4th International Conference on Mental Health and Human Resilience

Yasuhiro Kotera

University of Derby, UK

ScientificTracks Abstracts: Int J Emerg Ment Health

DOI: 10.4172/1522-4821-C1-011

Abstract
Statement of the Problem: As awareness of mental health has been increasing internationally, a need for psychological care for mental health professionals and trainees has been highlighted. UK social work students suffer from high rates of mental health symptoms, and emotional resilience has become a required capacity in recent social work policies. Despite their high shame about mental health symptoms, research on positive psychological approaches to their mental health has been limited. Accordingly, this study aimed to investigate the relationships between mental health symptoms, resilience, self-compassion, motivation, and engagement; identify independent predictors for mental health symptoms, and; examine positive psychological independent predictors as indirect pathways linking mental health symptoms and resilience. Methodology & Theoretical Orientation: 116 UK social work students completed five measures about those constructs. Correlation analysis, multiple regression analysis, and path analyses were conducted in order to address research aims of this study. Findings: Mental health symptoms were associated with resilience, self-compassion, and engagement. Self-compassion was a negative independent predictor, and intrinsic motivation was a positive independent predictor of mental health symptoms. Path analyses revealed that while the direct effect of resilience on mental health symptoms was not significant, the indirect and total effects were significant; self-compassion was an independent predictor. Additional analyses confirmed that selfcompassion directly predicted both mental health symptoms and resilience. Conclusion & Significance: This is the first ever investigation into the mechanism of how resilience reduces mental health symptoms from positive psychological perspectives in this population.

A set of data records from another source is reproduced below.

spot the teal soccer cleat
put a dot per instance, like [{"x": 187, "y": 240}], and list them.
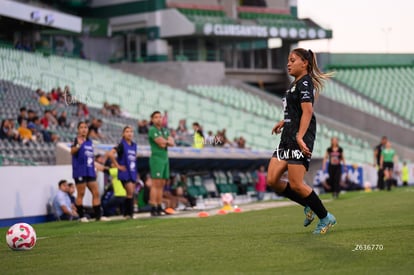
[
  {"x": 310, "y": 216},
  {"x": 325, "y": 224}
]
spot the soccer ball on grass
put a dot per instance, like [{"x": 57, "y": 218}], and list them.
[{"x": 21, "y": 236}]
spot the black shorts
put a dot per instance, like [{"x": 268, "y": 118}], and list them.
[
  {"x": 124, "y": 182},
  {"x": 86, "y": 179},
  {"x": 292, "y": 154},
  {"x": 388, "y": 165}
]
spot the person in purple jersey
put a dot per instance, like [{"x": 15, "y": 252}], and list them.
[
  {"x": 298, "y": 136},
  {"x": 125, "y": 161},
  {"x": 83, "y": 172}
]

The findings can inform social work educators, practitioners, and researchers of the importance of self-compassion, and can help develop better approaches to the challenging mental health of UK social work students. The research paper is currently under review.
Biography

Yasuhiro Kotera has his expertise in Mental Health and Positive Psychology. As an accredited Counsellor/Psychotherapist, and having worked with various populations internationally, his research areas include occupational mental health, positive psychology for mental health, organisational applications of coaching/ neuro-linguistic programming, and cross-cultural comparison. His Japanese blog, Kokoro no Rikutsu (logic of psyche) that introduces new psychological findings have 2,000 accesses every day. His recent project aims to develop a short psycholinguistic intervention to augment resilience, which would be suited for various workplaces.